I placed my attack machine's IP in place of attacker's_IP and desired port in place of port_no so that It can connect to my host. But before executing it, I had to create a netcat server to receive that connection and get a reverse shell.

We got a shell! Yay!

Now it's time for privilege escalation. Let's see some information about the operating system and kernel. We can do this by using the command uname or lsb_release.

I want you to notice few things in the output. The first is that it's using Linux kernel 2.6.X and The operating system it operates on is CentOS 4.5.
Now If you are an experienced pentester, you might be aware of that Linux kernels 2.6.X are vulnerable to Dirty Cow exploit. After trying couple of Dirty Cow exploits, I discovered that this vulnerability has been already patched by the maker of the box. So we can't use dirty cow exploit here. But we can use that CentOS version information to find exploits related to it.
Let's google!

Let's download this exploit in vulnerable machine and compile it. To download it on victim machine, I used the wget tool.

bash-3.00$ wget --no-check-certificate

That --no-check-certificate is used to deal with SSL certificate exchange issue. Sometimes this command doesn't work as intended. In that case, simple copy the exploit code from the website and create a file in vicitim OS, paste the code there and compile it manually.
But, while doing so, you will find that you don't have write permissions on the directory. Then how to create a file? Here, you can use the /tmp directory as it is writable for all. Just navigate to /tmp and create the file.

Once the exploit code file is there, compile it using the following command:

bash-3.00$ gcc 9542.c -o exploit

What this command does is that It gives instruction to GCC(GNU C Compiler) to compile the code and generate an executable file named exploit.

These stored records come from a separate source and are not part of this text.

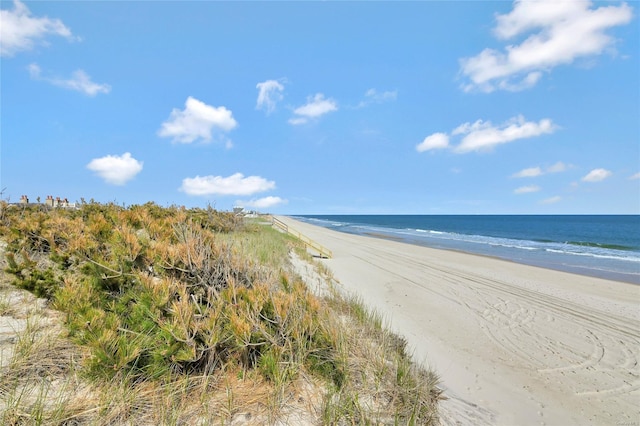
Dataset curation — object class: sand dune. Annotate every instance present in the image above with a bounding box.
[279,217,640,425]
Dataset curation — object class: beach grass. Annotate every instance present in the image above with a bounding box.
[0,203,440,424]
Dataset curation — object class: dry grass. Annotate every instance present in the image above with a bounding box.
[0,204,439,425]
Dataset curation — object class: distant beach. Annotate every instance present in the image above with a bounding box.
[294,215,640,284]
[279,217,640,425]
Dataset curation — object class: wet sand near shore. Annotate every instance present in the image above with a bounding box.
[278,216,640,425]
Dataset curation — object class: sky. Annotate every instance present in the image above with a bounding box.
[0,0,640,215]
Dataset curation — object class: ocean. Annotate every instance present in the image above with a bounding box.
[292,215,640,284]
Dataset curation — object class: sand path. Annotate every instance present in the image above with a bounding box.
[279,217,640,425]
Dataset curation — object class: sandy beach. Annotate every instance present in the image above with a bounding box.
[278,217,640,425]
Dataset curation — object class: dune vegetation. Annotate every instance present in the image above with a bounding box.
[0,203,441,425]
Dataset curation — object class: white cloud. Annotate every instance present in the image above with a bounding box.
[513,185,540,194]
[512,167,542,177]
[158,96,238,143]
[87,152,143,185]
[27,63,111,96]
[357,89,398,108]
[416,115,558,154]
[511,161,569,178]
[289,93,338,125]
[453,116,556,153]
[237,196,288,209]
[460,0,633,92]
[0,0,74,56]
[180,173,276,195]
[547,161,569,173]
[582,169,613,182]
[541,195,562,204]
[416,133,449,152]
[256,80,284,114]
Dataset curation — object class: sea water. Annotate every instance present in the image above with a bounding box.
[293,215,640,284]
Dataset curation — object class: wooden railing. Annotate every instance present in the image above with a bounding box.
[271,217,333,259]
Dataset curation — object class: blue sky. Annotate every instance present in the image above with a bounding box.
[0,0,640,214]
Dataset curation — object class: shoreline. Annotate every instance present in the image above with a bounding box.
[279,217,640,424]
[360,230,640,285]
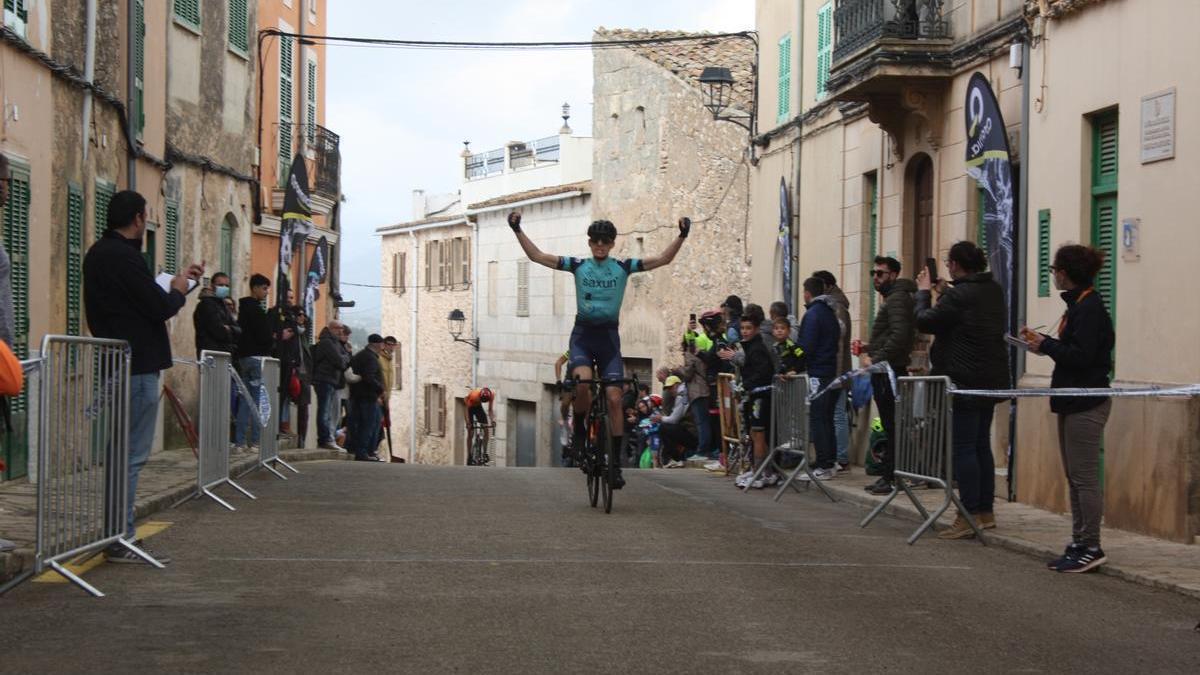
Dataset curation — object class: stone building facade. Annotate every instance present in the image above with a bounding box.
[592,29,753,384]
[0,0,256,478]
[378,208,474,465]
[751,0,1200,542]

Now the code is compiled and it's showtime. Let's fire up our exploit and see if we get root or not.

bash-3.00$ ./exploit

"Alright Jack, I have gained root access to the remote system!"

Wait wait wait! There is another exploit which we can use here to get root. Remember what kernel version was that?

Let's find some exploits for it other than Dirty Cow. I will use searchsploit exploit finder tool for that.

# searchsploit Linux kernel 2.6

After running this command, I found a lot of exploits related to this kernel version.

I found the highlighted one more interesting as CentOS(which is our target host) is explicitly written there in the name of exploit. That means it must be compatible with CentOS machines. There's nothing bad in giving it a try. Let's download it and put this exploit code into vicitim machine(I have already told you how to do that).

To download an exploit code from searchsploit, simply use the mirror flag (-m) which mirrors the exploit code into the current directory.

# searchsploit -m exploits/linux/local/9545.c

After downloading and uploading the exploit code into victim machine, open the file and check the comments for compilation instructions. It is mentioned there that we need to use an extra flag -Wall during the compilation for the correct working of exploit.

bash-3.00$ gcc -Wall linux-sendpage.c -o linux-sendpage

Now everything is set, let's launch the exploit!

bash-3.00$ ./linux-sendpage

And here it is! We are root!

I won't show flags so that you guys can try this box to find that out. Thanks for giving it a read!
Happy Hacking!